Mike Conway won for Andretti in 2011 and again with Ed Carpenter in 2014. Takuma Sato earned his first IndyCar victory at Long Beach in 2013, driving for AJ Foyt. I’m not sure if it should be labeled a surprise, but James Hinchcliffe had a rather unexpected win at Long Beach in 2017. Alexander Rossi was certainly no surprise when he won there last year.

Last year, Long Beach fell before Barber. In fact, it has been that way for the past few years. Personally, I hope it goes back to that because with Barber being so early this year, spring had not yet shown up this year. I suppose having a late Easter is the reason. That may also be the cause of the late April glut with no racing. I’m not sure if you’ve looked at the schedule or not, but this weekend’s race is the last IndyCar race until the IndyCar Grand Prix at IMS on May 11. That’s one day shy of four weeks. Again, let’s hope this odd April schedule is a one-time deal.

So who will take the win at Long Beach this weekend? I’m guessing that Alexander Rossi wakes up and goes from good to great. He dominated this track a year ago and I’m predicting that he is standing atop the podium on Sunday afternoon, making him the first back-to-back winner at Long Beach since Sébastien Bourdais accomplished that feat in 2006-07. We’ll see.

George Phillips

8 Responses to “Long Beach Preview”

  1. To be honest, other than the silver Verizon and neon Menards liveries, most of Penske’s liveries are pretty boring in my opinion.

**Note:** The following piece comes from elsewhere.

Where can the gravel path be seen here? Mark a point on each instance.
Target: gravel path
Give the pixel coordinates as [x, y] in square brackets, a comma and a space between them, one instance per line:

    I have a feeling Frosenqvist may snag his first win here, he’s quite familiar with tight, twisty street courses after his Formula E stint.

    • I’ll agree with that, but you’ve got to love Helio’s throwback Pennzoil livery and I also liked his AAA royal blue scheme. I also liked Montoya’s Hawk livery. And I’m not much of a fan of the silver Verizon package. It lacks something, but I can’t put mu finger on it. But I do like Newgarden’s PPG Finishes look and the Fitzgerald scheme he sported at Barber. – GP

      • Forgot about the Pennzoil one, that one’s great. I don’t hate the AAA one but don’t love it either. Don’t really care for the Hawk or either of those Newgarden liveries, for some reason they strike me more as a giant billboard than a race car livery. Even though the silver Verizon is a bit plain I’ve always kinda liked it, sometimes subtle can be good.

  2. George, I have to tell you, I saw the update about IMS switching soda companies and I immediately thought “oh man, George won’t like this”. Sure enough your Tweet was right below that! Not a Pepsi fan myself, I view Coke as more of a drink for a classic event like the Indianapolis 500 deserves! Give it a chance, you might like it with your tenderloin!

    • You are correct. I was not happy at all to see that. I grew up on Coke. Pepsi makes me gag. Plus, the Coca-Cola Bottling Plant was at one time in the Hulman & Co. portfolio. Change is bad!

  3. so they move Barber up to an earlier and less attractive date, have Long Beach go up against The Master’s and yet have several empty weekends until Indy?